By Susanna Schrobsdorff
When I think of Paris in November, I think of the time I tried to order a 20-pound turkey from the fresh poultry shop near my apartment. It was one of those classic places with birds in various states of undress hanging in the window and small bare quails nestled on a metal shelf. When I said I wanted to order an 8 or 10 kilo turkey, the man behind the counter cracked up. “Why would you want a tough old bird? What you really want is two small young ones.” Of course.
I pressed on, told him about Thanksgiving expectations, and he gave in, shaking his head at the sheer Americanness of wanting something just because it was big. But part of the fun of that particular holiday in Paris is to horrify and delight your French and European friends with notoriously American things, like giant poultry or marshmallows on vegetables.
Later, we gathered around the incongruous bird, young people from five different countries, getting up every few minutes to welcome the late-comers, laughing and swinging between languages like drunk trapeze artists. Eventually, the French among us were overcome by the sheer volume of food, so everyone lay down on the floor in rows contentedly smoking and talking about what was next. We were on the cusp of everything in a city full of others like us.

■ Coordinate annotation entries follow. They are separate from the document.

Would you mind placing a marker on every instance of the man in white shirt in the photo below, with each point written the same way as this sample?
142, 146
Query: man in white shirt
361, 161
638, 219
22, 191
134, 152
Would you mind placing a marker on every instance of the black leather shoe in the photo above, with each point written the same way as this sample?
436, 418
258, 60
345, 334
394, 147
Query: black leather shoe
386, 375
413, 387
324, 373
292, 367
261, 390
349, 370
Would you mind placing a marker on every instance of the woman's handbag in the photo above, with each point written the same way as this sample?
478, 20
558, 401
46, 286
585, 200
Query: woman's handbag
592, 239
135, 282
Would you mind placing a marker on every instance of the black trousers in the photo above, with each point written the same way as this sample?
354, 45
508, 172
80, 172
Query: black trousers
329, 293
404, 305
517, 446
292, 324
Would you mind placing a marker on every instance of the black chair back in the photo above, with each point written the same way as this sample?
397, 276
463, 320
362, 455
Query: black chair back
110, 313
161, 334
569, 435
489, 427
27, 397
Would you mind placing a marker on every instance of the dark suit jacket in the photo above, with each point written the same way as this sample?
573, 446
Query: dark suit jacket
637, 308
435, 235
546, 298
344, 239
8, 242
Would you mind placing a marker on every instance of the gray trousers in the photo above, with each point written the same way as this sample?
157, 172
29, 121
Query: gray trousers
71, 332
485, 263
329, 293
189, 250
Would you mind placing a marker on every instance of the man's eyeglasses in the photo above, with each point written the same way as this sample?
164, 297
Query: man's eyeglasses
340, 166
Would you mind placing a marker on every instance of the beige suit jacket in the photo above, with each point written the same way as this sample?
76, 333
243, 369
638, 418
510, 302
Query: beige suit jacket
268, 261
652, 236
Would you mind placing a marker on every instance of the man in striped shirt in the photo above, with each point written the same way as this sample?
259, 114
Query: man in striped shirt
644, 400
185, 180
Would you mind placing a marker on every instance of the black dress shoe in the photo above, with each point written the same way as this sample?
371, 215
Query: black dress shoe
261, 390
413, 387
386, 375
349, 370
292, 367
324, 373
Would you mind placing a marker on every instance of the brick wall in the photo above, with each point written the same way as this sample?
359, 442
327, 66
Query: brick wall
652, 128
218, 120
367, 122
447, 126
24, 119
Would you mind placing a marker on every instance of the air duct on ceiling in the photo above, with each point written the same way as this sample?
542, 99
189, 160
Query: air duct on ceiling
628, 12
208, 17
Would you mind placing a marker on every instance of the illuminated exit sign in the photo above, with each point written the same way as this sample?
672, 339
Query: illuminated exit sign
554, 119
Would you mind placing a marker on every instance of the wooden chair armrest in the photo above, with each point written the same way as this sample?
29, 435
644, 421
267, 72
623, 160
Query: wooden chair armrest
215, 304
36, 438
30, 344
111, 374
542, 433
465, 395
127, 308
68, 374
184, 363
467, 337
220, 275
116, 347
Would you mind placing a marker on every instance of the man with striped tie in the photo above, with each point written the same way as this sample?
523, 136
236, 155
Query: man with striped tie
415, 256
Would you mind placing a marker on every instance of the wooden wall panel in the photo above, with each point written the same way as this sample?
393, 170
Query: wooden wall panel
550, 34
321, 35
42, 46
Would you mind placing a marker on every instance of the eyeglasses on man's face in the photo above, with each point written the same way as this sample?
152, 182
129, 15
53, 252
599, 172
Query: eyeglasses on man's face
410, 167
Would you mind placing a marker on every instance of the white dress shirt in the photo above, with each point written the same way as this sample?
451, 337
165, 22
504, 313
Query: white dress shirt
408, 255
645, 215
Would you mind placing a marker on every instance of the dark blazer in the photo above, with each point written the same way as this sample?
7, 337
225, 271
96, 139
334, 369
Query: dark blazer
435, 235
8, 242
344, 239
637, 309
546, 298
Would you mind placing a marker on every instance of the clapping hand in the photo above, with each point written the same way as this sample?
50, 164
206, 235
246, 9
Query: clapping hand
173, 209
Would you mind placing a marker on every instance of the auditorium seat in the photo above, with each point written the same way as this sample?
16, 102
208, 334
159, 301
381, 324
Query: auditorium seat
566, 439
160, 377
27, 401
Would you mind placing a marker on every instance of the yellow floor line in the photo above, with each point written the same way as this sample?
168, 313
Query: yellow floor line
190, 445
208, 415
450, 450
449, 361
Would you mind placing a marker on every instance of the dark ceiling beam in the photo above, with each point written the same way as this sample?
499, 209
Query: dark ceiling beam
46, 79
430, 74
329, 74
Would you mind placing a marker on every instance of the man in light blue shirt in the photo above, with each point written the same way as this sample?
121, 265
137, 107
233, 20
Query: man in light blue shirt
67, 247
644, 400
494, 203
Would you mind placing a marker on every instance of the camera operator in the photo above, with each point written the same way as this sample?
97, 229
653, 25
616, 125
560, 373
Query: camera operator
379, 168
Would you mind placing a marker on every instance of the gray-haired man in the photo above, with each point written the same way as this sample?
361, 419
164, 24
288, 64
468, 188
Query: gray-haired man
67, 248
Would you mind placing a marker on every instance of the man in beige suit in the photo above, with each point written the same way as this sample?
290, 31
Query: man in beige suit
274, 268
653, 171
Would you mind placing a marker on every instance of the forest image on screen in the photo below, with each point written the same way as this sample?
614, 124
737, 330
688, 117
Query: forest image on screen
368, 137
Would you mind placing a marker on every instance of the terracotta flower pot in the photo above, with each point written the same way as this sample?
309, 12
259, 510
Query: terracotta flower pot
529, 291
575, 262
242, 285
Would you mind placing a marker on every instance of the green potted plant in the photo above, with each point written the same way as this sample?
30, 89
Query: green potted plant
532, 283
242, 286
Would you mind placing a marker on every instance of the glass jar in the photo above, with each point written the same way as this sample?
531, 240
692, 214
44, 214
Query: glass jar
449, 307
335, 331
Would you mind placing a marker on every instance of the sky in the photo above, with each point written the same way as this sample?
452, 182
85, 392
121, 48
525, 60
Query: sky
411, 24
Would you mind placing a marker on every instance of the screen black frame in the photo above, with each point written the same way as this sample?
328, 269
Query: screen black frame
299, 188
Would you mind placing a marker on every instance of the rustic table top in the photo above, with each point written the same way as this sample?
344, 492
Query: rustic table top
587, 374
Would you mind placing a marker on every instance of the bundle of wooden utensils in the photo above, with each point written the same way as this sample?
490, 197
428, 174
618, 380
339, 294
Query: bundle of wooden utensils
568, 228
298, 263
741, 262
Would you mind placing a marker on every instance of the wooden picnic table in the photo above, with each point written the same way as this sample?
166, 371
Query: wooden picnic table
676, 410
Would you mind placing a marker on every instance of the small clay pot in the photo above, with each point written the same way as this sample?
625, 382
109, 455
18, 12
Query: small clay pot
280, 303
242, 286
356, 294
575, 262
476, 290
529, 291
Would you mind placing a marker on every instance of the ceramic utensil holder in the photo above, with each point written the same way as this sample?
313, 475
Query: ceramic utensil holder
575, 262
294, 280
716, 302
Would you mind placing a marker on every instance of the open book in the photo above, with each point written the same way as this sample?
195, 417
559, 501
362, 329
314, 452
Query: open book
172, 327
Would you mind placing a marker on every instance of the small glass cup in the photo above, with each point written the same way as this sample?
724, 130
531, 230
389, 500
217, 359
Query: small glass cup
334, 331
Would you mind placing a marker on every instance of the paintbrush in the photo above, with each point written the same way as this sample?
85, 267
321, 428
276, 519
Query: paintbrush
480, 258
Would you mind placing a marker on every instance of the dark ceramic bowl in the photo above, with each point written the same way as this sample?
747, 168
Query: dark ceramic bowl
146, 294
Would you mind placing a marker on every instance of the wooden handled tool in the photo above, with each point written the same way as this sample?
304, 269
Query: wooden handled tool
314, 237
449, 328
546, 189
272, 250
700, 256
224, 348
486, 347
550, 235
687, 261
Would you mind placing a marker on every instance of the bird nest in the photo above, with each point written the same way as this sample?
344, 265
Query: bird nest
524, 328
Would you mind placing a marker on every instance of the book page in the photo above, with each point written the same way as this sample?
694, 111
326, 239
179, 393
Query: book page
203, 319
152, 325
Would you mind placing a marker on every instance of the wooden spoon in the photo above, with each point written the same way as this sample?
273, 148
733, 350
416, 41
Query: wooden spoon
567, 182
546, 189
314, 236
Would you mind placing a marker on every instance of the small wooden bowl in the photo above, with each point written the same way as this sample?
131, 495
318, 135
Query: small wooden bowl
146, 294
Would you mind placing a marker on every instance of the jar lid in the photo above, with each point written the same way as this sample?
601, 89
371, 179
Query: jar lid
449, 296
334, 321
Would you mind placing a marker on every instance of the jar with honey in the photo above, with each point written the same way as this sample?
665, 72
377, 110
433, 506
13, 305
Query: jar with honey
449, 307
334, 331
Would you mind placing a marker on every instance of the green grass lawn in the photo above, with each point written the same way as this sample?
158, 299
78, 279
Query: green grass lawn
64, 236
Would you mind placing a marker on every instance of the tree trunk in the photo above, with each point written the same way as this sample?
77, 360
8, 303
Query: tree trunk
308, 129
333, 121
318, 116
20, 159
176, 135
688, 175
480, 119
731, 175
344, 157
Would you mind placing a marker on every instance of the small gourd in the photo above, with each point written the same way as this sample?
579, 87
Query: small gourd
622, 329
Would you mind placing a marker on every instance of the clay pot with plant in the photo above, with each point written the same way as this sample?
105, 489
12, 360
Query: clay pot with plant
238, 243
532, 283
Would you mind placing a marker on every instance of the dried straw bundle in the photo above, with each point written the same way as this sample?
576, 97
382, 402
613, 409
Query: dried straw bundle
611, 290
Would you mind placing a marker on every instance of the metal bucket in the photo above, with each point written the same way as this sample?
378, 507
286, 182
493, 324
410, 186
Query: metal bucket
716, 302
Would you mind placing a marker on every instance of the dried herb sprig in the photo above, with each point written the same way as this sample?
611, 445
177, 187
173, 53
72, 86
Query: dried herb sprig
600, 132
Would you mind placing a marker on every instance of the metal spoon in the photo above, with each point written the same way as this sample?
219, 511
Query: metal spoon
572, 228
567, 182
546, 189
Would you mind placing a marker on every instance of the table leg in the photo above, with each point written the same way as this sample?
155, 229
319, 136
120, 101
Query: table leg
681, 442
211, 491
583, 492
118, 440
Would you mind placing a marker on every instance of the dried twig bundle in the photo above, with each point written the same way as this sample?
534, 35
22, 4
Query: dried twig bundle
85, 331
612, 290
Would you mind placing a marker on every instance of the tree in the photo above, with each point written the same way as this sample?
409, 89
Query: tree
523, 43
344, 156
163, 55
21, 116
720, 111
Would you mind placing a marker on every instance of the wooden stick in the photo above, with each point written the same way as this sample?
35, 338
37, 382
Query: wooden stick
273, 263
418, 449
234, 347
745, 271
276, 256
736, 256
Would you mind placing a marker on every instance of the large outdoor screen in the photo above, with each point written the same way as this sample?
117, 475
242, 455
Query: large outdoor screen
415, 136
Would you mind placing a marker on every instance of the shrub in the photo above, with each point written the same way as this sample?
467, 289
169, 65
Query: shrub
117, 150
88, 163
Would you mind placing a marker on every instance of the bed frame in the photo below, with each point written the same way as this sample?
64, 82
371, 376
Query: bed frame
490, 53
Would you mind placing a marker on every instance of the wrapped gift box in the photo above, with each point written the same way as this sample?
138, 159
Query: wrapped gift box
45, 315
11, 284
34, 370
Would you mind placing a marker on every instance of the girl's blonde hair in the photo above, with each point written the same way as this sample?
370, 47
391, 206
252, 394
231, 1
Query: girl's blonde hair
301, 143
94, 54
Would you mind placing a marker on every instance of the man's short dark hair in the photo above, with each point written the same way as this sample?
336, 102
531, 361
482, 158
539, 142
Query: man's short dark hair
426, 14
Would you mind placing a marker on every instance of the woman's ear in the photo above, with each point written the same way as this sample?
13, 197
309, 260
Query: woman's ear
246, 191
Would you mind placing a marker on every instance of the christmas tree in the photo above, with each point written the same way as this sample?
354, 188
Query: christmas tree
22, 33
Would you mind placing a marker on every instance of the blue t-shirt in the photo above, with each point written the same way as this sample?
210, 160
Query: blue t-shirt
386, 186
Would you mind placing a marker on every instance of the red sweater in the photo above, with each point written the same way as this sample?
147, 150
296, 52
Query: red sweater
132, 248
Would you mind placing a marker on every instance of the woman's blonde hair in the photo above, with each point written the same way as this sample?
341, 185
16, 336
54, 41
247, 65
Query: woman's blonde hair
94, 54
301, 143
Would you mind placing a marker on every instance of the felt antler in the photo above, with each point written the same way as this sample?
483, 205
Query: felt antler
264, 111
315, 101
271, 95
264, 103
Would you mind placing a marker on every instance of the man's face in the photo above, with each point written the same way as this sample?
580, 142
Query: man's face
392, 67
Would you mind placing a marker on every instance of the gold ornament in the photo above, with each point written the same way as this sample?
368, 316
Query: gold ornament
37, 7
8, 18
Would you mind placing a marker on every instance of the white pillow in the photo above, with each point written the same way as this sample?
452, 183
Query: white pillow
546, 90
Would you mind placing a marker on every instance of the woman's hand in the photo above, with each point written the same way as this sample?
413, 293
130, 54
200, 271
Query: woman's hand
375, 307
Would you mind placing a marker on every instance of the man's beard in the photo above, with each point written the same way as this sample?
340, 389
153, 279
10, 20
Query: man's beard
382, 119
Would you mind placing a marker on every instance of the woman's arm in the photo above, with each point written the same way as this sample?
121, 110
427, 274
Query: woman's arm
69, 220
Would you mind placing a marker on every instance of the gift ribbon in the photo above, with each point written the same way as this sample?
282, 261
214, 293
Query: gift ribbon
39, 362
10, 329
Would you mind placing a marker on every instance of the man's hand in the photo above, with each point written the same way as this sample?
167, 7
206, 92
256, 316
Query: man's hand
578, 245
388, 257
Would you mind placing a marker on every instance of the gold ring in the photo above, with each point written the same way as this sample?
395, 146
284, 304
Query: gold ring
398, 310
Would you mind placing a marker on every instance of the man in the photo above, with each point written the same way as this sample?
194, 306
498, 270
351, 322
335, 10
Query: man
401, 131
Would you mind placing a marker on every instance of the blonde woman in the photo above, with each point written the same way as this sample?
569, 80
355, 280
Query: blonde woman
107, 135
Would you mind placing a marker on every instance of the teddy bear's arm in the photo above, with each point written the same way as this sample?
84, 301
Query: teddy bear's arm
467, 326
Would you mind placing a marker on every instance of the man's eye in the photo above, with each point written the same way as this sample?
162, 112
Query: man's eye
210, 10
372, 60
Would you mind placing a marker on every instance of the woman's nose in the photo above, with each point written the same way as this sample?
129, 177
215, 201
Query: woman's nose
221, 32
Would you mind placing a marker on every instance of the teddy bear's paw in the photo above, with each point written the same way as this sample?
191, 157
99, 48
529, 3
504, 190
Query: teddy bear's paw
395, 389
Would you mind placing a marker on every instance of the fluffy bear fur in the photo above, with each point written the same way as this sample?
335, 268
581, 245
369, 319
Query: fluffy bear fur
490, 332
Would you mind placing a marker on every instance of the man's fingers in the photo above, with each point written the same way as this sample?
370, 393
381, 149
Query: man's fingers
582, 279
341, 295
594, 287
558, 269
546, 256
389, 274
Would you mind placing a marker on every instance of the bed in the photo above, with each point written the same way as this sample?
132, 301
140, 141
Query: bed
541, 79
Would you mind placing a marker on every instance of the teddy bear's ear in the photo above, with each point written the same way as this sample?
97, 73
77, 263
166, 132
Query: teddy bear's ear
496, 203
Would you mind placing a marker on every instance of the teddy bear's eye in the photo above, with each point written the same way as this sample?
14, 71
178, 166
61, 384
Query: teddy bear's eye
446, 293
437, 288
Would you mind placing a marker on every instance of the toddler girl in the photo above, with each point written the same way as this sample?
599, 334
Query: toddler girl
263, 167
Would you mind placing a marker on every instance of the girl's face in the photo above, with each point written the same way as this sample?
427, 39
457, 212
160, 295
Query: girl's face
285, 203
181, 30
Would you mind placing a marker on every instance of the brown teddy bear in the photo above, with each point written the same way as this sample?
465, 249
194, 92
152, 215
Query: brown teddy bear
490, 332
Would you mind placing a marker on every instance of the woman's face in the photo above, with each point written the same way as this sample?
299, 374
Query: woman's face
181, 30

And they’re still there, those young people. Tonight, and almost every night in the bars, along the Quais, in narrow Paris apartments with funny modern decor, they are there. Maybe smoking a little less. Texting a little more. But I know they are still loping across the city, moving in loose joyful clusters through the grand plazas, past the gilded monuments, crossing bridge after glorious bridge because the Metro stops running long before they’re ready to go home. Fresh faces in a place built on tradition. They are illuminated by that city and also its main light source.
You can see that light, that joy in so many of the photos of the 129 people who died in the devastating attacks on November 13th. And knowing that’s been extinguished for them is almost too much to bear. Because they are us. Or as many of us Americans were, or always wanted to be: A student who got to go for year or two to be educated by the city, a rite of passage, like thousands before her. Someone who came for a year or two and stayed for 20 because they fell in love or were spoiled for any other city. Or a simply young and Parisian from the start.
That’s why when blood flowed in its streets and the cafes emptied, so many people outside of France rose up with hurt and anger too. We, the city’s acolytes count on being able to go there someday, or again. For our honeymoons, or babymoons, or bucket-list trips. For the chance to be some more sophisticated version of ourselves. We want the city to be there for us, we want to find it the same as it is in our imagination. Not wounded, not fearful.
This is selfish of course. We are pining after a vacation place or to relive a well-spent youth even as families grieve, the injured struggle to recover, and French officials grasp at ways to manage endless threat without destroying the very spirit of the place they’re protecting. That unabashed determination to find pleasure and beauty in the every day is what that we come for, and it’s also what the terrorists called out specifically as a reason they attacked.
And as much as the French grouse about, well, almost everything, the idea that their capital city would be locked down, the outdoor cafes a place of ongoing danger, like they are in so many parts of the world, is not tenable. As if to affirm that fact, Hemingway’s “A Moveable Feast,” which is called “Paris Is a Celebration,” in French was sold out on Amazon a week after the attacks. And before that tragic weekend was even over, residents had already started using the hashtag “Jesuisenterrasse,” calling people back out to the outdoor terraces of the cafes and to the bars and plazas, asking them to post pictures of themselves outside, drinking wine.
Over on this side of the Atlantic, we posted our own pictures of Paris from last month, or 30 years ago. There we were, teenagers in front of the Eiffel tower, couples at Notre Dame, children posed along the perfectly kept walkways of the Jardin du Luxembourg. It seemed tacky at first, but romanticizing that city is perhaps the greatest compliment. Plus it seems built to be romanticized, to seduce those of us from the new world.
Sure, there are Starbucks all over the place now, and too many fast food places. There’s poverty and inequity and racial problems and all the things that we have at home. And now terror. But you can still walk for an hour in almost any direction and never run out of loveliness. And we count on the French, again, selfishly, to keep it that way.
And I’m not sure they’d want us clunky Americans with our practical coats and inadequate language skills to stay away either. We all hope that the talented and the curious, people of all races and ilks will be still drawn to visit or live there. That the dinner party will go on. After all, the French have been hosting the most interesting people in the world for a hundred years, along with us wannabes. Americans in particular. You can’t even begin to list the writers, artists and musicians who came there for a while or for life. It affected their work and thereby, our cultural identity, our very nature.
So when we say, nous sommes tous Parisiens, we’re all Parisans, and plaster our Facebook pages with pictures of ourselves illuminated by that city, we’re not necessarily purveyors of shallow social media sympathy. It’s as much a wish as anything else.
Schrobsdorff is the Assistant Managing Editor at TIME.